Bonecos hiper-realistas ganham espaço como válvula de escape emocional, mas especialistas alertam para os riscos de substituir vínculos humanos por relações com objetos inanimados.
Imagine uma cena: uma mulher empurra um carrinho de bebê, conversa com ele, troca suas roupas, celebra aniversários e até participa de encontros com outras "mães". Tudo seria comum, não fosse o fato de que o "bebê" em questão é uma boneca hiper-realista, conhecida como bebê reborn. Esse fenômeno, que mistura arte, terapia e, para alguns, uma dose de fantasia, tem ganhado cada vez mais adeptos e dividido opiniões.
Os bebês reborn surgiram na década de 1990 como uma forma de arte, com artesãos dedicando horas para criar bonecas que se assemelham a recém-nascidos reais. Com o tempo, essas criações ultrapassaram o status de objetos de coleção e passaram a ocupar espaços afetivos na vida de muitas pessoas. Para algumas, especialmente mulheres que enfrentaram perdas gestacionais ou dificuldades na maternidade, esses bonecos funcionam como uma forma de conforto emocional.

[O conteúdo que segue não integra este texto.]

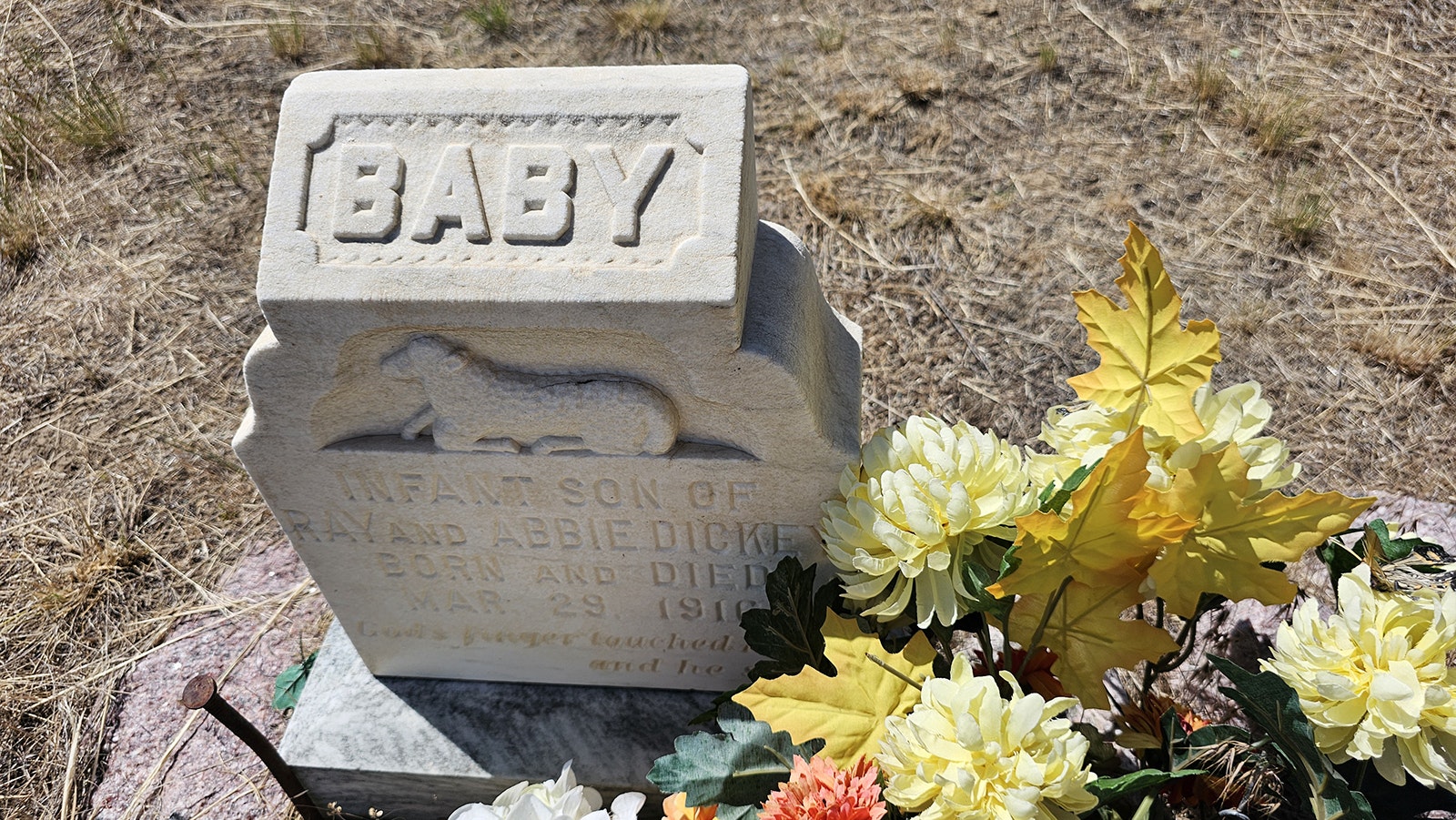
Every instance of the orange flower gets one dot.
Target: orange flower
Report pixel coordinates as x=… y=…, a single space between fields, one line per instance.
x=819 y=791
x=674 y=807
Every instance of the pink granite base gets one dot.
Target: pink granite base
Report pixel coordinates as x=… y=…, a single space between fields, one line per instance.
x=204 y=771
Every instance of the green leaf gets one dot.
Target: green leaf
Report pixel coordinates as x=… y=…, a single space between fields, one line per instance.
x=1395 y=548
x=737 y=812
x=788 y=633
x=288 y=684
x=735 y=769
x=1340 y=560
x=976 y=580
x=1055 y=501
x=1273 y=706
x=1110 y=788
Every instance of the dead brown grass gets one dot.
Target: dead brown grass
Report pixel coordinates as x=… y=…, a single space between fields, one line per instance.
x=953 y=186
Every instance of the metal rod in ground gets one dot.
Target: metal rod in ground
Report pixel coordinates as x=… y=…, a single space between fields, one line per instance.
x=201 y=693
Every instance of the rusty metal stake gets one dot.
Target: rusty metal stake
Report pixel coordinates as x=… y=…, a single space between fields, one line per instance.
x=201 y=693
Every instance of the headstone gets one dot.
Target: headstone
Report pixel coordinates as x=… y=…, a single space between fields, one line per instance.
x=541 y=400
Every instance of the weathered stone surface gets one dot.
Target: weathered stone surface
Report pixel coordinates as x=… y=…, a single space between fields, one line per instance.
x=539 y=398
x=424 y=747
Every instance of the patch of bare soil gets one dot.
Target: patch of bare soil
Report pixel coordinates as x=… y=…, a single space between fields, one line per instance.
x=957 y=169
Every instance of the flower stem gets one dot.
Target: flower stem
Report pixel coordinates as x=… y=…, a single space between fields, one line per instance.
x=1041 y=626
x=880 y=662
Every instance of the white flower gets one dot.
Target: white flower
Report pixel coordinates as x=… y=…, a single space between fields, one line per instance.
x=1230 y=417
x=965 y=754
x=921 y=502
x=552 y=800
x=1375 y=681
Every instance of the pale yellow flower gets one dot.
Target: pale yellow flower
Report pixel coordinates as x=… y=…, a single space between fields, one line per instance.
x=925 y=495
x=1375 y=682
x=552 y=800
x=965 y=754
x=1234 y=415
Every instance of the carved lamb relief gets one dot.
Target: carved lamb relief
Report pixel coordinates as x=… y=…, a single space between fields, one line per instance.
x=475 y=405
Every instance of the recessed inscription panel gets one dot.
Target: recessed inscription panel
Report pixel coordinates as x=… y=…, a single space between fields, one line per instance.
x=539 y=398
x=553 y=568
x=612 y=191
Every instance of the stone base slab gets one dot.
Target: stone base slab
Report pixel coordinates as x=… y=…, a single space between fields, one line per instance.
x=421 y=747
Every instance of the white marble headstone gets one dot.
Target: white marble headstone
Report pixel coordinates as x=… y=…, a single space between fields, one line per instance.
x=539 y=398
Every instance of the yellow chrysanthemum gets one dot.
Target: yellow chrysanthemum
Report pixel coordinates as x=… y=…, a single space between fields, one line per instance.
x=1373 y=681
x=965 y=754
x=925 y=495
x=1234 y=415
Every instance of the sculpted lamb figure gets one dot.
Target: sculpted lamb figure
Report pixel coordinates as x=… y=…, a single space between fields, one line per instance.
x=475 y=405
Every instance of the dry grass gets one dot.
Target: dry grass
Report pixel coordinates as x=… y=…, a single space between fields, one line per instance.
x=954 y=188
x=288 y=40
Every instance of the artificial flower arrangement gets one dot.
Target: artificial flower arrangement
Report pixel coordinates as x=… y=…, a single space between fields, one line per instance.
x=986 y=592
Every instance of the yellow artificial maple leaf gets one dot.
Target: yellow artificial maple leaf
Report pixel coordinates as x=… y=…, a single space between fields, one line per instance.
x=1148 y=360
x=851 y=708
x=1116 y=529
x=1222 y=552
x=1089 y=637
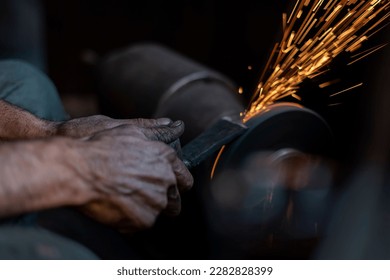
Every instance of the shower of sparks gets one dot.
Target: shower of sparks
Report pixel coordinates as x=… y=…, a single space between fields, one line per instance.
x=314 y=33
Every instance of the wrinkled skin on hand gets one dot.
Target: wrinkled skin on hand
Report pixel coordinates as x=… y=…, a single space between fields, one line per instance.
x=134 y=175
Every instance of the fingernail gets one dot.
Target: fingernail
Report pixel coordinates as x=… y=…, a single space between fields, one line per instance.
x=176 y=124
x=164 y=121
x=172 y=192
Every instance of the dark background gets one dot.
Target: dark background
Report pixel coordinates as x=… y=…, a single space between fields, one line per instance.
x=226 y=36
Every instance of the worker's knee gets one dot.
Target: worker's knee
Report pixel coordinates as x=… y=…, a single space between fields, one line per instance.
x=27 y=87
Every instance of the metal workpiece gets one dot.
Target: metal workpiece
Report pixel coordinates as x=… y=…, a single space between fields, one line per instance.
x=149 y=80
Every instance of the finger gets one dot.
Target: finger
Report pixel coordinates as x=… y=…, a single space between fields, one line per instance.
x=184 y=178
x=174 y=202
x=166 y=134
x=149 y=122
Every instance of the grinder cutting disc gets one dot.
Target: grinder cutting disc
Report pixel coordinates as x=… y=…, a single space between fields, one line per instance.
x=283 y=125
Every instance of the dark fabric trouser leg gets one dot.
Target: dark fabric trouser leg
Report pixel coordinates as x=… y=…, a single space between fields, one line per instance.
x=20 y=238
x=26 y=87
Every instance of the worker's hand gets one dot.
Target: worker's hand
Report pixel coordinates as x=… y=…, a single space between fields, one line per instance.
x=87 y=126
x=134 y=175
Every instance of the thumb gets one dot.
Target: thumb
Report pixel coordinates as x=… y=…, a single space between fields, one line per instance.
x=165 y=133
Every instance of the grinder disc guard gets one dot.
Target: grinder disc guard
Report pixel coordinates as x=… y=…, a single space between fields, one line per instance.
x=283 y=125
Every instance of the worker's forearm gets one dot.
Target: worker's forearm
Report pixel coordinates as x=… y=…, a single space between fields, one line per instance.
x=41 y=174
x=16 y=123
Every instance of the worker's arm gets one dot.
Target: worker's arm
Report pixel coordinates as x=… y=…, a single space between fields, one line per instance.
x=16 y=124
x=119 y=177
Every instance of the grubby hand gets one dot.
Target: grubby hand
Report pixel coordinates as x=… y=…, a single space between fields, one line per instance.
x=134 y=175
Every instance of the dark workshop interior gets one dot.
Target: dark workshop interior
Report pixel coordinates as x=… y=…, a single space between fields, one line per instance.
x=233 y=38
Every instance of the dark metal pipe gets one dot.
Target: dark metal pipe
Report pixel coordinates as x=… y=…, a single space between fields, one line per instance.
x=151 y=80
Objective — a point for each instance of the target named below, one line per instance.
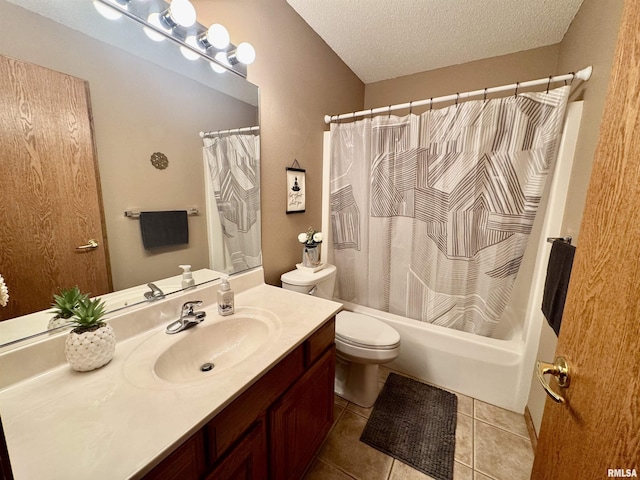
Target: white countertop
(61, 424)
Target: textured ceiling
(382, 39)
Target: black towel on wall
(557, 282)
(162, 229)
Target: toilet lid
(362, 330)
(303, 278)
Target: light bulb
(154, 19)
(180, 12)
(222, 58)
(190, 54)
(106, 11)
(216, 36)
(245, 53)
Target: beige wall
(503, 70)
(589, 41)
(300, 81)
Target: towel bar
(134, 214)
(561, 239)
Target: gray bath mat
(415, 423)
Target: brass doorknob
(91, 245)
(560, 370)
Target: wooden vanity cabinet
(273, 429)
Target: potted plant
(92, 343)
(310, 252)
(64, 306)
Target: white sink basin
(211, 349)
(203, 351)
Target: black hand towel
(161, 229)
(557, 282)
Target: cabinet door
(247, 461)
(301, 419)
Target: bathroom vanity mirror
(147, 101)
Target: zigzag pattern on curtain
(431, 213)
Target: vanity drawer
(317, 343)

No entanto, especialistas alertam para os riscos de um apego excessivo. A psicóloga Larissa Fonseca destaca que, embora o uso terapêutico dos bebês reborn possa ser benéfico em contextos específicos, é importante estar atento aos sinais de que o apego ao boneco está substituindo interações humanas reais. Comportamentos como isolamento social, negligência de responsabilidades diárias e reações emocionais intensas às críticas podem indicar que o uso do bebê reborn está ultrapassando os limites saudáveis.
A popularidade dos bebês reborn também chegou ao poder público. A Câmara Municipal do Rio de Janeiro aprovou recentemente o "Dia da Cegonha Reborn", a ser comemorado em 4 de setembro, em homenagem às artesãs que confeccionam essas bonecas. O projeto, no entanto, gerou debates sobre a necessidade de regulamentação e os limites entre apoio emocional e escapismo.
Enquanto isso, casos de pessoas tentando obter benefícios públicos, como atendimento preferencial em filas, utilizando bebês reborn, levaram deputados a protocolarem projetos de lei para proibir tais práticas. A proposta prevê multas para quem tentar obter vantagens indevidas com o uso desses bonecos.
O fenômeno dos bebês reborn escancara feridas emocionais da nossa era: maternidades frustradas, lutos não elaborados, afetos desconectados, desejos silenciosos de cuidar e ser cuidado. Julgar sem compreender é recusar a escuta. Cabe aos profissionais da saúde mental um olhar que seja clínico, mas também empático. O que parece estranho para alguns pode ser, para outros, um fio tênue de sanidade.
Em um mundo cada vez mais solitário e desconectado, os bebês reborn surgem como um reflexo das necessidades emocionais não atendidas de muitas pessoas. O desafio está em reconhecer quando o uso desses bonecos ultrapassa o limite do saudável e passa a ser um substituto para relações humanas reais. É fundamental que a sociedade, profissionais de saúde e o poder público estejam atentos a esse fenômeno, promovendo o diálogo e oferecendo suporte adequado para aqueles que buscam, nos braços de um boneco, o afeto que lhes falta.